Unraveling the Truth in Open-Source LLMs: What Lies Beneath?

Recent research probes into whether open-source language models can encode a discernible truthfulness signal within their hidden states. The results are intriguing, hinting at the complex interplay between model architecture and truth detection.

The Findings

In the study, three instruction-tuned models - Llama-3.1-8B, Mistral-7B, and Qwen2.5-7B - were analyzed. These models, sporting a parameter count between 7 billion and 8 billion, were loaded using 4-bit NF4 quantization. Researchers sought to extract hidden states from these models and tested them across four hallucination benchmarks: TruthfulQA, HaluEval-QA, FEVER, and a controlled synthetic set.

Here's what the benchmarks actually show: Linear probes on mid-network layers achieved impressive AUROC scores ranging from 0.904 to 1.000 on held-out splits. This level of accuracy from such probes underscores the presence of a linearly separable truthfulness signal within these models. However, sampling-based detectors couldn't crack the 0.541 AUROC mark, exposing a clear gap in performance.

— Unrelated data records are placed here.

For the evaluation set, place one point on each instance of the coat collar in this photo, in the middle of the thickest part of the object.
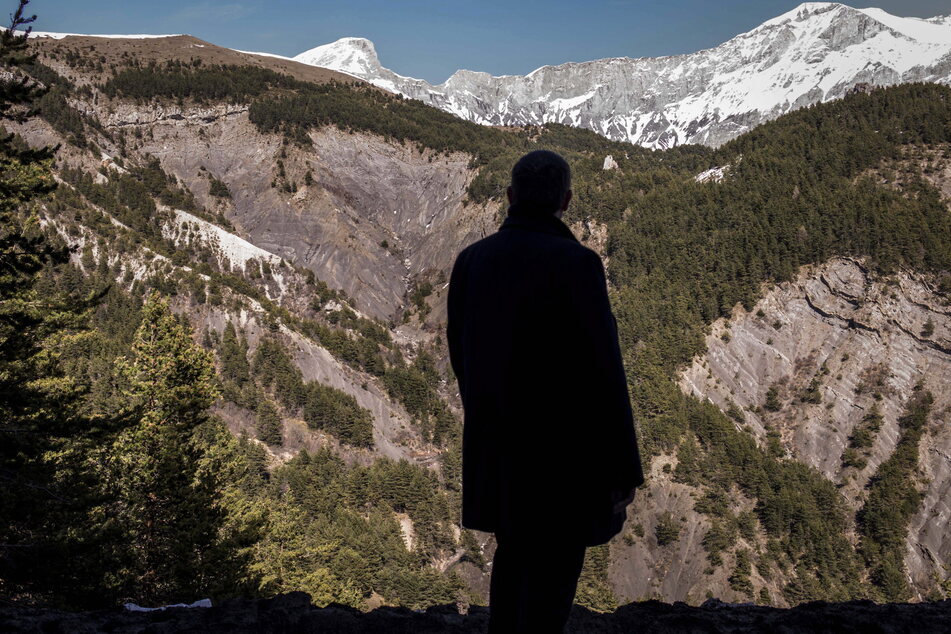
(546, 224)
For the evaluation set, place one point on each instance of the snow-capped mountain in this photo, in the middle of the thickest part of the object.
(816, 52)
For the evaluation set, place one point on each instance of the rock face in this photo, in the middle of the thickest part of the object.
(374, 216)
(852, 341)
(816, 52)
(294, 613)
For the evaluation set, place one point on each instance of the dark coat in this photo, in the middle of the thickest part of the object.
(548, 432)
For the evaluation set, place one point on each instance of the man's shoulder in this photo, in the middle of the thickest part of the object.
(560, 245)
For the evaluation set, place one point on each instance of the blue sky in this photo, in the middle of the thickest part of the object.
(431, 39)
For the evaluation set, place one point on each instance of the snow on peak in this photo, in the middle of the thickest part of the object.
(933, 31)
(353, 55)
(804, 11)
(814, 53)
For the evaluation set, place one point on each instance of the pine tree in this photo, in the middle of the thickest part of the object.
(37, 401)
(169, 518)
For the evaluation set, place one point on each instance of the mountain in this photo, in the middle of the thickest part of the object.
(305, 227)
(813, 53)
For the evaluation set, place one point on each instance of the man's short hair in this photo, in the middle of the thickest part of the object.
(540, 180)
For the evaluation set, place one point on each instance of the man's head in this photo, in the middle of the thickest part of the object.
(541, 185)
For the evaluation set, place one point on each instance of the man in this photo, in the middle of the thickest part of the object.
(550, 458)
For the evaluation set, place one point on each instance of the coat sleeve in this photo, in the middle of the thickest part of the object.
(601, 376)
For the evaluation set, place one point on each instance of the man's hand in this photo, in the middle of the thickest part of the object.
(622, 498)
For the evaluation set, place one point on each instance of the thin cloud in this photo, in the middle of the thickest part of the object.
(215, 11)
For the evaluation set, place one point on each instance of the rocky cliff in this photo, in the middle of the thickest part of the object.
(830, 346)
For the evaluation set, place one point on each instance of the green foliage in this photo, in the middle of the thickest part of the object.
(594, 591)
(176, 80)
(42, 492)
(321, 406)
(740, 577)
(165, 516)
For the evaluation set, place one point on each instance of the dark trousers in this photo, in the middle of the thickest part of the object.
(533, 584)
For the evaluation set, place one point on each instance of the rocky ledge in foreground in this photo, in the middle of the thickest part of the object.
(294, 613)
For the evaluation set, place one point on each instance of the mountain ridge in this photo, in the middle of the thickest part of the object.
(704, 97)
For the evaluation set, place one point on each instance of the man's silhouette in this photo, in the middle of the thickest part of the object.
(549, 458)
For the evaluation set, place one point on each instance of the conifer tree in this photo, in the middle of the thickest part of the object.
(37, 413)
(169, 518)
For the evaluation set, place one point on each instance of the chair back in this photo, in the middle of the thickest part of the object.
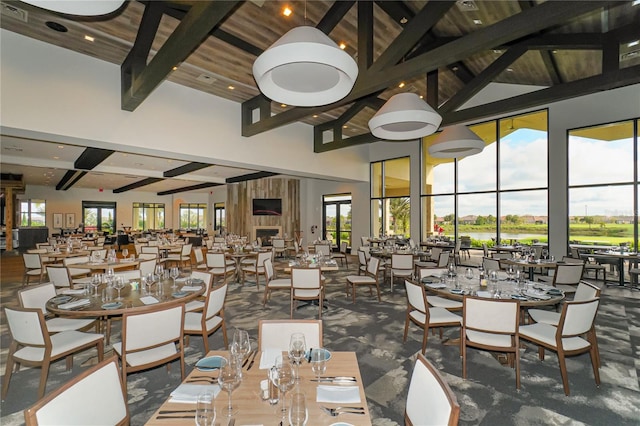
(568, 273)
(372, 266)
(416, 297)
(577, 318)
(325, 249)
(430, 400)
(275, 334)
(31, 260)
(97, 393)
(586, 291)
(147, 266)
(402, 261)
(59, 276)
(36, 296)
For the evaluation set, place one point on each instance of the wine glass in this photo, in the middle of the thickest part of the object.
(297, 348)
(174, 273)
(205, 409)
(283, 377)
(318, 362)
(229, 378)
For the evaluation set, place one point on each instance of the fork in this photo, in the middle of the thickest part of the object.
(342, 410)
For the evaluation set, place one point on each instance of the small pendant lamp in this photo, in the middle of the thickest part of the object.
(404, 116)
(305, 68)
(456, 142)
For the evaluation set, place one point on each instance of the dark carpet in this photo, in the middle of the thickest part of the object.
(374, 330)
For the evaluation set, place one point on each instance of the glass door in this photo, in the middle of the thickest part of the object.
(337, 218)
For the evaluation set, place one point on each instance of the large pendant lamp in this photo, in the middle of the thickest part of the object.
(305, 68)
(456, 142)
(78, 7)
(404, 116)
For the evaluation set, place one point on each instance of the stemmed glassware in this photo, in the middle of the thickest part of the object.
(282, 375)
(318, 362)
(229, 378)
(205, 409)
(174, 273)
(297, 348)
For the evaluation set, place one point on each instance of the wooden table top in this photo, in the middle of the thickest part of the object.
(252, 410)
(131, 300)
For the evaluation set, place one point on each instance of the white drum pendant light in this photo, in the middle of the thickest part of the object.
(305, 68)
(404, 116)
(78, 7)
(456, 142)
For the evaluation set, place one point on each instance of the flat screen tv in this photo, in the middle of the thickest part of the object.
(267, 207)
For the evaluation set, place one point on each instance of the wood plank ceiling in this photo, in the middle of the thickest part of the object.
(446, 51)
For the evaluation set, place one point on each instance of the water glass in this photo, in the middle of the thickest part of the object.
(205, 409)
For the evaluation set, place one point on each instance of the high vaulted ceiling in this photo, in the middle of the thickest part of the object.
(446, 51)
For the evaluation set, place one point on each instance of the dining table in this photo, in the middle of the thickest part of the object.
(249, 405)
(75, 304)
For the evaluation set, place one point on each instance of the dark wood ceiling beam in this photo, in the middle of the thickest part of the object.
(187, 168)
(513, 28)
(334, 15)
(412, 33)
(482, 79)
(583, 87)
(190, 188)
(250, 176)
(365, 35)
(135, 185)
(91, 157)
(188, 35)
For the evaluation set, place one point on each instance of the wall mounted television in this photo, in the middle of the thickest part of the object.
(267, 207)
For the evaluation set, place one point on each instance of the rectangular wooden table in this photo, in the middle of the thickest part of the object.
(252, 410)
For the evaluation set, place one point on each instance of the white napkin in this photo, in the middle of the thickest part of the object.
(188, 393)
(72, 291)
(148, 300)
(268, 358)
(75, 304)
(338, 394)
(191, 288)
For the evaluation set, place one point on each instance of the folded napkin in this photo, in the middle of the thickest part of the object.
(191, 288)
(148, 300)
(73, 291)
(268, 358)
(338, 394)
(188, 393)
(75, 304)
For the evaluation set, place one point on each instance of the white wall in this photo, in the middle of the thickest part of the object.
(56, 94)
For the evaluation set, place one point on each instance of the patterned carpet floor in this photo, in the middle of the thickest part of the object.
(374, 330)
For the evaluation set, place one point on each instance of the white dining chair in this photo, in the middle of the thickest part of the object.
(430, 400)
(424, 317)
(210, 319)
(276, 334)
(95, 396)
(573, 335)
(32, 345)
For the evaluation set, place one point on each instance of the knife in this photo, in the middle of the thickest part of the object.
(252, 360)
(247, 359)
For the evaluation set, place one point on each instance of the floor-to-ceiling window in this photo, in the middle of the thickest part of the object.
(148, 216)
(193, 216)
(391, 198)
(499, 194)
(99, 216)
(337, 218)
(603, 184)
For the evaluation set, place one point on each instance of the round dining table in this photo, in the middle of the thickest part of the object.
(133, 297)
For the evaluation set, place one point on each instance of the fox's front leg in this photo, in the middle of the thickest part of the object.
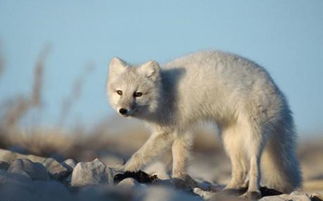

The Architecture Matters More Than the Parameter Count

Why the discrepancy? The reality is, the structure of these models plays a important role. Llama and Mistral models peaked around blocks 13 to 18, while Qwen hit its stride between blocks 19 and 25. It seems the architecture's design, rather than just sheer size, influences how truthfulness is encoded.

Interestingly, first-block attention entropy offered a notable complementary signal, especially in knowledge-grounded settings, achieving between 0.866 and 0.941 AUROC on HaluEval-QA. And there's no additional inference cost.

Implications for Future Models

What does all this mean for future language models? Simply put, the industry needs to rethink how models are evaluated for truthfulness. Is it time to shift away from sampling methods, which seem structurally misaligned with paired-label evaluations? The low performance of these methods suggests they might not be up to the task.

For developers and researchers, this research offers a new perspective. Rather than scaling up model sizes, focusing on the right layers and architectural tweaks could yield better truthfulness detection.

Ultimately, the numbers tell a different story than what sampling methods have suggested. It reinforces the need for innovation in both model structure and evaluation approaches. With code and data available for full reproducibility, this study paves the way for more targeted advancements in language model truthfulness.